Water is withdrawn from the ends of the tracheoles during exercise because oxygen diffuses faster in air than in water, and to decrease the pressure so that air is pulled in faster.
Do they have waxy cuticles or is it just plants?
14. (Original post by al_habib)
cobra do you have revision notes for unit 4 & 5..
yes mate!

http://www.studentcreche.co.uk/resources/biol4.pdf

http://www.studentcreche.co.uk/resources/biol5.pdf
15. Just found out that a 6 mark question came up on fish exchange in June 2009, is it likely to come up tomorrow then?
16. (Original post by lolo-x)
Insects have an waterproof exoskeleton made of chitin which prevents unwanted water loss.
They have tracheae which lead to holes in the surface of their exoskeleton called spiracles that can close to prevent evaporation of water when the insect is inactive. Branching off from the tracheae are tracheoles: the site of gas exchange in insects.

Smaller insects and inactive ones just use diffusion for gas exchange.

Larger insects during intense activity (e.g. flight) require more ATP so cells need more oxygen (because muscle contraction increases, so need for ATP increases, so rate of resp increases, so more oxygen is required to maintain rate of resp). Larger insects increase their oxygen supply by pumping their abdomen so more air moves in and out of the trachea

Water is withdrawn from the ends of the tracheoles during exercise because oxygen diffuses faster in air than in water, and to decrease the pressure so that air is pulled in faster.
Thanks! +ve rep.
17. (Original post by heavencanwait_)
OMG I actually understand this now lol, thank you!
I'm really glad you do. You cheered me up by saying that.

Bonne chance!
18. (Original post by Kishanpatel)
haha... -.- i know that...

i was hoping for more like 'don't panic' or 'read the questions thoroughly' or something like that....

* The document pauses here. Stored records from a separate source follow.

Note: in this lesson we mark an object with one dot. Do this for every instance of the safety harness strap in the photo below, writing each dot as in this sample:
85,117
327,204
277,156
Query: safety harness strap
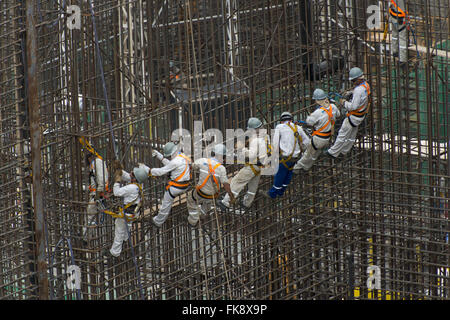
212,171
330,119
256,171
175,183
299,140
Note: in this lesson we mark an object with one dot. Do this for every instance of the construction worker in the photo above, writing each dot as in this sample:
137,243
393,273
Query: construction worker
290,140
322,120
356,111
178,165
212,175
250,174
397,18
98,186
131,193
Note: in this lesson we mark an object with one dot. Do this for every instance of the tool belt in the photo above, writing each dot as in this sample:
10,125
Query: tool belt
126,212
206,196
179,185
289,158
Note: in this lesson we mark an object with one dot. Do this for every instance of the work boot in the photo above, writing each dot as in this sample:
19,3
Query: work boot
326,153
222,206
265,194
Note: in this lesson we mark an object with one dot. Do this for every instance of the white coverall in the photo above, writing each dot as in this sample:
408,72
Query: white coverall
178,167
319,119
250,174
347,133
129,193
399,43
98,181
288,145
197,203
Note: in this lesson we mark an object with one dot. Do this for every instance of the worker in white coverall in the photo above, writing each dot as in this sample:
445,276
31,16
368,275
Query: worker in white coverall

also can some1 shed some light on COHESION-TENSION THEORY

thanks!!
The water molecules have hydrogen bonds between each molecule so this causes them to stick to each other creating tension. You also have adhesive which causes it to stick to the walls of the stem. Cohesive is useful because it causes water to easily go up the stem when as it is pulled up by the others. Adhesive prevents the water falling back down the stem due to gravity.

So when water evaporates from the spongy mesophyll, the water potential is lowered. Mineral ions are pumped into the xylem through active transport to lower the water potential as well. Water goes up the stem. The cohesive forces cause it to pull up other water molecules and adhesive prevent it falling. Might also mention root pressure.
19. (Original post by ??????????????????)
Do they have waxy cuticles or is it just plants?
Put "waterproof coverings" for insects.
20. (Original post by Kandy_Kain_94)
Just found out that a 6 mark question came up on fish exchange in June 2009, is it likely to come up tomorrow then?
Probably not as a 6 marker then.
If it does, just mention counter currant system creates a concentration gradient allowing easier diffusion of oxygen into the blood. Stacked filaments and stacked lammele to increase surface area which also increases rate of respiration. Say it needs this because less oxygen in water than air.